Victoria, nueva remontada pero imagen muy preocupante del RealMadrid, que fue una calamidad en la primera parte y sólo se desperezó cuando los cándidos asturianos se adelantaron en el arranque de la segunda. Es cierto que resolvió en cuanto aceleró, como casi siempre en esta Liga, pero lo hizo a balón parado y con la inestimable ayuda arbitral, ya que el andaluz Paradas Romero concedió un gol de Van der Vaart precedido de una mano y no vio dos posibles penaltis en el área local. En el primer partido en el Santiago Bernabéu desde la debacle ante el Lyon, el conjunto de Pellegrini logró su decimocuarta victoria como local en esta campaña, lo que iguala el registro del curso 87-88, pero mostró una imagen de lo más vulgar. Aunque se acostase tres puntos por delante, mucho tiene que mejorar este Madrid para ganarle al Barça en tres semanas.

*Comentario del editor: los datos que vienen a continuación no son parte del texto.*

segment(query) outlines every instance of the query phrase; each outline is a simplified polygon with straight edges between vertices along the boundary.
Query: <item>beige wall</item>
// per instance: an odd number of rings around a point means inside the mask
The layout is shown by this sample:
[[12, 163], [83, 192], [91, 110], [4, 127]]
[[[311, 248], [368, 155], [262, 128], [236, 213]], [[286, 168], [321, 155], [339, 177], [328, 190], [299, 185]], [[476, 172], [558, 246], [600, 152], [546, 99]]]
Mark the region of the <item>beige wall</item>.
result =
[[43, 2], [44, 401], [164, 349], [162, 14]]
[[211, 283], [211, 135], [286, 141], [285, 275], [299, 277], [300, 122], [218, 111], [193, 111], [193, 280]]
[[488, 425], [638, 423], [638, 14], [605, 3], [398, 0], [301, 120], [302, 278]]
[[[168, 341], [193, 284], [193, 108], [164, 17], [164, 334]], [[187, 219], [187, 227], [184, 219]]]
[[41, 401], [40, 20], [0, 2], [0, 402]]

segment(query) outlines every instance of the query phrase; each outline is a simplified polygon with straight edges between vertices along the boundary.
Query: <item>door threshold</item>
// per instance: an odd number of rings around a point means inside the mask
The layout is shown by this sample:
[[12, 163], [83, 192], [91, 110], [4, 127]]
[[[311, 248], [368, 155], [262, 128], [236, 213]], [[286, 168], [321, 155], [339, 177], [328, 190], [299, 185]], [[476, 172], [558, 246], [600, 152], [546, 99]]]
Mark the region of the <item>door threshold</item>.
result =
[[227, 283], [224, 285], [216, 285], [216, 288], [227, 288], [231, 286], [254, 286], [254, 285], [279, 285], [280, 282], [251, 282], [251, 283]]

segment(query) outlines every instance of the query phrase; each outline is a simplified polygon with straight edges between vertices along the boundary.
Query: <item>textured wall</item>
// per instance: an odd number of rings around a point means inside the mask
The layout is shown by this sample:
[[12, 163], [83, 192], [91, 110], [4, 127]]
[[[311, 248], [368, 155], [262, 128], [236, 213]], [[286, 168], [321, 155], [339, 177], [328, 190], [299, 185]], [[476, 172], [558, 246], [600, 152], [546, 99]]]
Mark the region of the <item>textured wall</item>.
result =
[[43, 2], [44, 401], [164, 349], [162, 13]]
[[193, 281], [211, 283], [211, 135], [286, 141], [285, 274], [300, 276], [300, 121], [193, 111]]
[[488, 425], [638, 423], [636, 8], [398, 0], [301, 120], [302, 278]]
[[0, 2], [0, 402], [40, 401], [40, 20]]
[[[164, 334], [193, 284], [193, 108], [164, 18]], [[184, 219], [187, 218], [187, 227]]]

Cristiano contra todos, incluidos sus compañeros. Ciertamente, el portugués era el único que se movía, la pedía, arrancaba, intentaba driblar. Todo a una velocidad de vértigo, como si fuera el partido de su vida. Una actitud irreprochable, acompañada de gestos y aspavientos más discutibles. Signos de un ganador desesperado, acostumbrado quizá a otra forma de afrontar los partidos en la 'Premier'. Señalar a un compañero porque no le pase, no salga en su ayuda, no corra a un pase mal dado por el portugués puede hacer que ni tu propio vestuario te soporte. Higuaín también se movió y al menos probó a Juan Pablo en un par de ocasiones, tampoco muy claras.
¿Guti, revulsivo?
Demérito del Madrid en el primer tiempo, incapaz de romper por banda por más que Pellegrini se empeñe en decir lo contrario, y extraordinaria disposición de los gijoneses. Se defendieron bien los de Preciado, y sin necesidad de dar una patada. Les bastó con poner a un jugador siempre cerca de Xabi Alonso para evitar una buena salida de balón. Ni siquiera tuvieron que hacer faltas tácticas para frenar a los blancos. Y en ataque se estiraron, buscaron la habilidad de De las Cuevas entre líneas, pero les faltó mordiente, ambición, fe.
En esta tesitura, no es de extrañar que el Bernabéu aplaudiera cuando Guti salió a calentar. Casi 300 millones invertidos para que el elegido como revulsivo fuera el canterano. Sintomático, aunque el de Torrejón luego apareció más bien poco. El Madrid metió tercera y pudo adelantarse en un testarazo de Van der Vaart que se marchó alto. Pero fue el Sporting el que golpeó primero, al aprovechar los enormes espacios que Marcelo deja partido tras partido.
Un gol que despertó a la 'bestia' y al señor colegiado, que comenzó a barrer para casa en las acciones dudosas. El Real Madrid puso la cuarta, la quinta, y remontó el encuentro en un santiamén. Daba igual, los rojiblancos cayeron, pero acabaron ovacionados por su fiel hinchada. Al contrario que los madridistas.